Pluralism a key feature of legal system: CJP

To address and reform this deplorable state of legal education, the role of law schools merits special attention


Our Correspondent December 05, 2015
Chief Justice Anwar Zaheer Jamali addressing at the launching ceremony. PHOTO: APP

KARACHI: Chief Justice Anwar Zaheer Jamali said on Friday that the country’s legal system is characterized by pluralism that is an amalgamation of the English common law and the Islamic law.

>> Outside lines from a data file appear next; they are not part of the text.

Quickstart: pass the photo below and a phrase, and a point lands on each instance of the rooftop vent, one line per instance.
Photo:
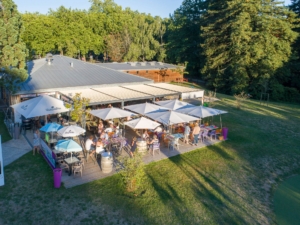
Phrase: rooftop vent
(142, 63)
(151, 63)
(132, 63)
(49, 58)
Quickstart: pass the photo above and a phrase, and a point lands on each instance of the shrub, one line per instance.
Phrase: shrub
(132, 172)
(240, 98)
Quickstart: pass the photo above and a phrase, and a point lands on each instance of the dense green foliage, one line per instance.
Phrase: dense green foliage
(105, 30)
(245, 43)
(234, 46)
(12, 49)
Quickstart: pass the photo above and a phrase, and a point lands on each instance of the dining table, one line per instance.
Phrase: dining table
(70, 161)
(211, 127)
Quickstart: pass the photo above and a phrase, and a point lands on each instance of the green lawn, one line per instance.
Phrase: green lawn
(3, 130)
(287, 201)
(229, 183)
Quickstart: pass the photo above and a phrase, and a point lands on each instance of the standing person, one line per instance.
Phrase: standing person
(196, 132)
(187, 131)
(89, 144)
(36, 142)
(100, 128)
(133, 146)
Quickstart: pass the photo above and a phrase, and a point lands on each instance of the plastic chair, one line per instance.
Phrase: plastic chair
(77, 169)
(110, 134)
(155, 147)
(213, 134)
(204, 135)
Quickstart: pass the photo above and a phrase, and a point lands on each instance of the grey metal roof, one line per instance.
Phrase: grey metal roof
(123, 93)
(157, 92)
(127, 66)
(172, 87)
(60, 74)
(95, 96)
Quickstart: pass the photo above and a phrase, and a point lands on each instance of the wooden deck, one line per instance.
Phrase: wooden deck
(92, 170)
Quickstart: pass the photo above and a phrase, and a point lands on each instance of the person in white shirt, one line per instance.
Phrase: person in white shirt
(158, 129)
(104, 136)
(145, 135)
(89, 144)
(187, 131)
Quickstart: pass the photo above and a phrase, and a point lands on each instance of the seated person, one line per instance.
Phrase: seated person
(145, 135)
(100, 127)
(117, 130)
(158, 129)
(89, 144)
(110, 128)
(154, 140)
(99, 147)
(104, 136)
(133, 147)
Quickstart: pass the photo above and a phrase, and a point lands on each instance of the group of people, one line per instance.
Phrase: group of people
(145, 136)
(94, 146)
(196, 132)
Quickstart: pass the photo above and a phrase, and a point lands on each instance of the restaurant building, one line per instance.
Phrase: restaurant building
(63, 77)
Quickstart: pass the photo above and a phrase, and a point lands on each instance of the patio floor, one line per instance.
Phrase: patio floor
(92, 170)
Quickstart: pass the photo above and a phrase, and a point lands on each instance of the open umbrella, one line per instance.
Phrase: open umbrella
(68, 145)
(202, 112)
(174, 104)
(51, 127)
(40, 106)
(170, 117)
(142, 123)
(71, 131)
(111, 113)
(145, 108)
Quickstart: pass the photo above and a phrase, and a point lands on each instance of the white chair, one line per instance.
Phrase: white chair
(173, 143)
(64, 166)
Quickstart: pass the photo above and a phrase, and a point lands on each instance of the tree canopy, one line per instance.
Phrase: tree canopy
(233, 45)
(12, 49)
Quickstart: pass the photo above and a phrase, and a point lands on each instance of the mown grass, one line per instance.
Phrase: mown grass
(287, 201)
(228, 183)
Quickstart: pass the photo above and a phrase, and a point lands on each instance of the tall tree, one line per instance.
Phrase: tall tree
(245, 43)
(12, 49)
(144, 44)
(183, 35)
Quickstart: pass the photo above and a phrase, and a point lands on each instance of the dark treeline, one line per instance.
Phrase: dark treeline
(233, 45)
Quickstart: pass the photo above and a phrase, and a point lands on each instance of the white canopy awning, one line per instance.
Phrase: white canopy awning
(201, 111)
(40, 106)
(170, 117)
(71, 131)
(142, 123)
(174, 104)
(111, 113)
(145, 108)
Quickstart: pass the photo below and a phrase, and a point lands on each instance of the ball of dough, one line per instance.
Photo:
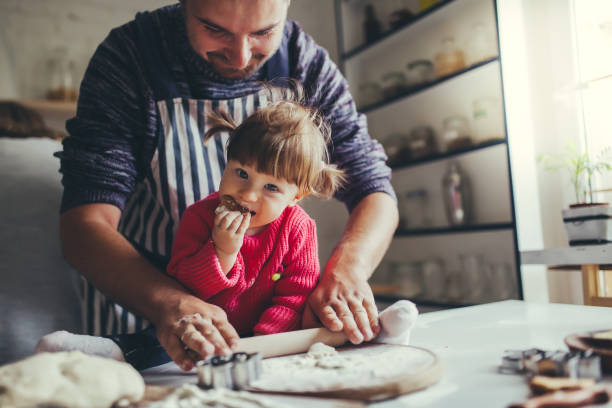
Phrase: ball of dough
(68, 379)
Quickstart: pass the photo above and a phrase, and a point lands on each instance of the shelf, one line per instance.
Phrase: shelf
(418, 302)
(446, 155)
(454, 230)
(388, 33)
(578, 255)
(423, 87)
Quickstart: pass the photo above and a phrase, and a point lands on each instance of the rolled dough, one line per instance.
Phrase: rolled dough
(68, 379)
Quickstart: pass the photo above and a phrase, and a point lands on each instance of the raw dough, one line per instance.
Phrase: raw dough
(364, 366)
(68, 379)
(190, 396)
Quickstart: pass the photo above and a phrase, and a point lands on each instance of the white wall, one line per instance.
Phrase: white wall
(543, 114)
(31, 32)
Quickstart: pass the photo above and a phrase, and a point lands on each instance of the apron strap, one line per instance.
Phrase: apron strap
(148, 42)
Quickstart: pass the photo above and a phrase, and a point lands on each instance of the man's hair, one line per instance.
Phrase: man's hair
(286, 140)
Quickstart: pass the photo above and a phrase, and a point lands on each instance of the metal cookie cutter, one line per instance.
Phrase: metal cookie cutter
(556, 363)
(236, 371)
(515, 361)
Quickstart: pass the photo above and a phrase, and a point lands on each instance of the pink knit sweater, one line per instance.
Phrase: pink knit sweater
(256, 300)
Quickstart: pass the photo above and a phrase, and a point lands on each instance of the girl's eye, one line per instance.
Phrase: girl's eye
(242, 174)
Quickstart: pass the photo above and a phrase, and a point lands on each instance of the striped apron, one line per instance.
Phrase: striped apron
(182, 171)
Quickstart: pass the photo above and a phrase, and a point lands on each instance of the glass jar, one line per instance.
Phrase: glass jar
(450, 59)
(456, 195)
(422, 142)
(414, 209)
(419, 72)
(480, 45)
(488, 119)
(396, 148)
(434, 279)
(474, 278)
(407, 278)
(369, 93)
(455, 132)
(62, 83)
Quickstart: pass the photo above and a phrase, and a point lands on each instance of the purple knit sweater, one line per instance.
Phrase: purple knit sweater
(114, 134)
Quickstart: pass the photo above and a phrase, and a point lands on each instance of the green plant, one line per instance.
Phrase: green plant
(580, 166)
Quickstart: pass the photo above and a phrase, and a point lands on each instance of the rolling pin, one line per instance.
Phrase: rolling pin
(294, 342)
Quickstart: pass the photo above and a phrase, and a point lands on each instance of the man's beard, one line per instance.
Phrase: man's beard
(219, 64)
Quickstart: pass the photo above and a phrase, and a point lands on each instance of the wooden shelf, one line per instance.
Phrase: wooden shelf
(576, 256)
(388, 33)
(424, 87)
(51, 107)
(449, 154)
(454, 229)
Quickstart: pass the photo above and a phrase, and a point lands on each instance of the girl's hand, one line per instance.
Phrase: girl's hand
(198, 326)
(228, 232)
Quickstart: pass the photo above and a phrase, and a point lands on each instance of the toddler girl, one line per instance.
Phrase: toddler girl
(255, 256)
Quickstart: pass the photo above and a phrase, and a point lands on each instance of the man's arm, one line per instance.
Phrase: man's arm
(343, 300)
(92, 244)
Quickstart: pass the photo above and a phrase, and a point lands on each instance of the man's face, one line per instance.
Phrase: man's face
(235, 36)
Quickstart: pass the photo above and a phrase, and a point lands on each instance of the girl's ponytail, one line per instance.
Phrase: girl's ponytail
(220, 121)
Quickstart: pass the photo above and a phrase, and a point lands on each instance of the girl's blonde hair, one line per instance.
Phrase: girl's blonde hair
(285, 139)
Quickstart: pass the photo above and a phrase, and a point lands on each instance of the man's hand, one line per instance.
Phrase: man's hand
(195, 325)
(343, 303)
(343, 300)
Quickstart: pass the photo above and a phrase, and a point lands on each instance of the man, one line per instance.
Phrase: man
(134, 160)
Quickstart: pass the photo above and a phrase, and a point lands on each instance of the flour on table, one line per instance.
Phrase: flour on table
(396, 323)
(191, 396)
(68, 379)
(324, 368)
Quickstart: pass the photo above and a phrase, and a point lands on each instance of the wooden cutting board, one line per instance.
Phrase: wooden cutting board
(374, 372)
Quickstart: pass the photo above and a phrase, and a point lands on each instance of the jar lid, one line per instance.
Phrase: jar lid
(418, 63)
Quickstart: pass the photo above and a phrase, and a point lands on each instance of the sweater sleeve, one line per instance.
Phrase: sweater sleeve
(353, 150)
(194, 260)
(103, 157)
(298, 279)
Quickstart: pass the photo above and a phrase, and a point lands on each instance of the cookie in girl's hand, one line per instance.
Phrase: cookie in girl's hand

“Additionally, it has been marred by several dictatorial regimes. Hence, it simultaneously incorporates disparate and diverse sets of ethos and principles,” he said while addressing the participants of the three-day International Conference on Legal Education here at a local hotel here. The chief justice urged that it was the duty of the law schools to help students to comprehend the complex nature of our legal system, as it would better prepare them to confront and respond to the challenges that are posed by the political, historical, social and economic transformations.

Justice Jamali said it was also evidenced by the quality of the country’s legal drafting. He said in addition to possessing excellent linguistic skills, legislative drafters need to comprehend the mechanics of our pluralistic legal society and current policy challenges whilst drafting the laws.

“They need to ensure that the preamble and principles of policy are effectively factored while remaining strictly within the confines of the fundamental rights and observing the relevant Islamic “injunctions,” the CJP observed. He underscored that the law schools should therefore offer legal drafting as a specialism to equip future legislators with the requisite training.

Jamali said there was a misconception that the legal education was solely for the lawyers and those in law-related professions, but it was relevant and necessary for other fields such as accountancy, management, health and safety and bureaucracy and the like.

The chief justice opined that the country’s legal education system is still predominantly confined to a study of obsolete principles and arcane procedures. He said it can be connoted as the ‘nadir’ of educational experience, which is quite unfortunate considering the all-pervasive role that law plays in our society. “To address and reform this deplorable state of legal education, the role of law schools merits special attention.”

Published in The Express Tribune, December 5th,  2015.